Como académico, funge como corrector de los exámenes de los aspirantes a cargos de juez y camarista federal en el Consejo de la Magistratura del Poder Judicial de la Nación y ha sido incluso jurado de algún juez de la Suprema Corte de Justicia de la Provincia de Buenos Aires. Quienes conocen al fiscal Baños, dicen que nunca le pesaron sus antecedentes personales, ni sus veinte libros publicados o las múltiples titularidades de las cátedras ganadas por concurso público en varias universidades, maestrías y doctorados. Tampoco le afectaron los murmullos en los pasillos judiciales que lo señalaban como candidato maldito a diversos cargos judiciales durante casi 30 años.
A Baños lo que comenzó a pesarle fue la herencia autoritaria, inamovida desde la última dictadura, que luego emergió como setas tras un día de lluvia entre los sectores cercanos al macrismo. Se le hizo insoportable que el Fiscal General de Morón, Federico Nievas Woodgate –hoy apartado de sus funciones por delitos de lesa humanidad– tomara represalias contra sus competencias, desafectándolo de facto de muchas de sus atribuciones y desmantelando las unidades de investigación y juicio en las que se desempeñó (ocho veces lo mudaron de oficina, en forma arbitraria e irregular). En los pasillos de tribunales saben que estos incidentes fueron parte de una venganza articulada por el intendente Tagliaferro, cuyas cuentas han demostrado que se desempeñó de forma corrupta y malversadora.

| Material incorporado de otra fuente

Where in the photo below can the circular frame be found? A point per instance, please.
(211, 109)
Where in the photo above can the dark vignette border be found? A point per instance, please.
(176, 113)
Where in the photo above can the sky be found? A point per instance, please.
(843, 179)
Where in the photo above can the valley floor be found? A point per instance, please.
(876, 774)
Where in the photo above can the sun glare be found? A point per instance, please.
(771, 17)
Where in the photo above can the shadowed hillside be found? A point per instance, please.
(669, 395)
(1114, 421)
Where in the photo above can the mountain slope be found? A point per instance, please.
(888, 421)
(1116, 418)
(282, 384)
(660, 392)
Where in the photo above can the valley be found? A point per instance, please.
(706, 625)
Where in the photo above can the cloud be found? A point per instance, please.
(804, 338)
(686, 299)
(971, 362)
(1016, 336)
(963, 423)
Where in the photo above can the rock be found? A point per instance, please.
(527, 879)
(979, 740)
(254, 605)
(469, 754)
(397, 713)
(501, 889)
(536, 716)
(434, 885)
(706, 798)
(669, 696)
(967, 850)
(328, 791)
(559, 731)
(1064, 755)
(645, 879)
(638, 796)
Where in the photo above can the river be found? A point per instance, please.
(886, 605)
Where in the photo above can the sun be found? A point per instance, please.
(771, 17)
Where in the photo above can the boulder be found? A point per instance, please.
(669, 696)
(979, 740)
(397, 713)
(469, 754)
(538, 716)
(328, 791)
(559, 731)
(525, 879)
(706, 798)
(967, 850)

Quizás también haya pesado para la ética personal de Baños que un acusado de violaciones a los DD.HH como Nieva Woodgate tuviera el poder residual de transferirlo ilegalmente a una dependencia judicial, prácticamente sin competencias reales para investigar a los verdaderos crímenes y haber sido condenado, en síntesis, a las catacumbas de la justicia moronense para que ya no moleste a la corporación judicial o a los poderes que esta defiende.
Sobre Javier Baños, Eugenio Zaffaroni, el más grande jurista argentino de fama mundial señaló: “que un fiscal y académico como Baños deba renunciar resulta una pérdida casi irreparable para la Justicia argentina y en especial para el Departamento Judicial de Morón. Con estas restas se produce una selección inversa que deterioran al aparato judicial”.
Sin embargo, Baños, que parece inmune a las pompas y se muestra poco conciliador con los desvíos y las mareas negras, hizo lo que el latino Lucio Anneo Séneca le recomendaba a sus discípulos hace dos mil años: “el que no quiera vivir sino entre justos, que viva en el desierto”. Por eso la provincia pierde quizá a uno de sus mejores funcionarios. Se fue un verdadero fiscal, y se fue por la puerta grande: sin pedidos de juicio político ni denuncias de corrupción en su contra, como sucede con la casi totalidad de los magistrados que abandonan sus cargos antes de jubilarse. Baños, en cambio, se va con una querella que lleva su firma y que posee un enorme valor democrático: denunciando por múltiples delitos a uno de los más nefastos presidentes argentinos en los últimos 40 años. Sitial infame que Mauricio Macri comparte con Carlos Menem en la entrega nacional y corrupción sistémica.
La ejemplar renuncia del fiscal Javier Ignacio Baños es una muestra de que otra justicia es posible y otro país probable. Lo demás es solo voluntad política y puro ejercicio de la ética.